Tim Takaro is a Simon Fraser University professor in the Faculty of Health Sciences. In a conversation with Daily Hive, Takaro provided some insight into how climate change has influenced the intensity and severity of events like the atmospheric river that has led to widespread flooding in the province.
“In this part of the world, they are caused by warming waters in the South Pacific. These atmospheric rivers are dense and carry more water than the largest river systems,” said Takaro.
“When they hit a vulnerable area (e.g., in a place like BC with saturated soils, deforested and burned land areas on steep slopes), the results can be catastrophic. Atmospheric rivers are increasing in frequency and intensity driven, by climate change.”
People in BC are resilient. We’ve looked out for each other through wildfires and floods – not to mention a global pandemic.

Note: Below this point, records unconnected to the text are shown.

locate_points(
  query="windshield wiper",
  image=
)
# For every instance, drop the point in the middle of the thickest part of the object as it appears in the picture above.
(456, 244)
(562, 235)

But there’s no question: climate change means more frequent weather extremes. We must continue urgent climate action to protect us now and in the future. pic.twitter.com/UuKiWOwucf
— John Horgan (@jjhorgan) November 22, 2021
When asked if these types of events would become more severe as time goes on, Takaro had some bad news, but also offered a silver lining.
“Until we reverse the warming, this is true. It is critical, especially so for future generations, that we reverse the trend in GHG emissions now. With such reductions, we can reduce risk of these events in the future.”

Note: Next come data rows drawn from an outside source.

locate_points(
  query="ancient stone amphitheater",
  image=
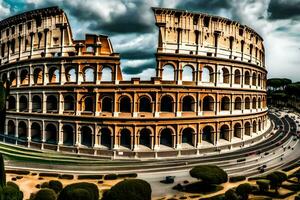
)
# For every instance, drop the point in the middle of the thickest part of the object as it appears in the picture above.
(67, 95)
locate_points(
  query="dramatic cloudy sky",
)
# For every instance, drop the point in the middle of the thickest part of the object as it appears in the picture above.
(130, 25)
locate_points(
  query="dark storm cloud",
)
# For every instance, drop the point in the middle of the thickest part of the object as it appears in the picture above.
(283, 9)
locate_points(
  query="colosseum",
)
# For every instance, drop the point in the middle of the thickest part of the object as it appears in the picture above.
(67, 95)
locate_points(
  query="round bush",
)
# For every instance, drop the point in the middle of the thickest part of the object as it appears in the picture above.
(56, 186)
(133, 189)
(45, 194)
(67, 192)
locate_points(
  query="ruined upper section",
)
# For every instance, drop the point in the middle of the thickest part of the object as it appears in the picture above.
(46, 33)
(183, 32)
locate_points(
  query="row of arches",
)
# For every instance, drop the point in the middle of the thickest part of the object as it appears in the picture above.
(145, 103)
(166, 137)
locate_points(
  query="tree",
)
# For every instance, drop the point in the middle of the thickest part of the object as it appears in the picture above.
(244, 190)
(133, 189)
(210, 174)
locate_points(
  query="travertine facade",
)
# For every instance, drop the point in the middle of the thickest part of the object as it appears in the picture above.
(68, 95)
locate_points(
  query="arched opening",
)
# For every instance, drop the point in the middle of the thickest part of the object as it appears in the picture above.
(22, 130)
(238, 103)
(38, 76)
(106, 138)
(166, 137)
(207, 74)
(12, 78)
(145, 104)
(237, 77)
(24, 79)
(88, 104)
(36, 103)
(254, 78)
(247, 128)
(68, 135)
(106, 74)
(247, 103)
(254, 103)
(208, 103)
(86, 136)
(36, 133)
(54, 75)
(125, 104)
(208, 134)
(89, 74)
(247, 78)
(168, 73)
(188, 104)
(71, 75)
(125, 138)
(254, 125)
(225, 76)
(11, 128)
(145, 137)
(11, 103)
(51, 103)
(23, 103)
(237, 130)
(107, 104)
(188, 73)
(224, 132)
(51, 134)
(166, 104)
(188, 136)
(69, 103)
(225, 103)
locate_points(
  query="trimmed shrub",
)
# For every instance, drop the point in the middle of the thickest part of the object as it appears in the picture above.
(110, 177)
(45, 194)
(67, 192)
(210, 174)
(235, 179)
(133, 189)
(56, 186)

According to Takaro, the main roadblock that is preventing action at the present time is a lack of leadership and political will.
In terms of realistic ways we could alleviate the impacts of climate change, Takaro suggested we meet and exceed current GHG reduction goals set forth in the 2015 Paris accord.
“Begin this process today by cancelling new fossil energy infrastructure designed to expand oil and gas production. We should stop building the Trans Mountain expansion project and focus on repairing and hardening critical infrastructure like bridges, roads, schools, healthcare and extended care facilities.”
British Columbia is aiming to reach 100% zero-emission vehicles by 2035, as well as reduce GHG emissions by 80% by the year 2050.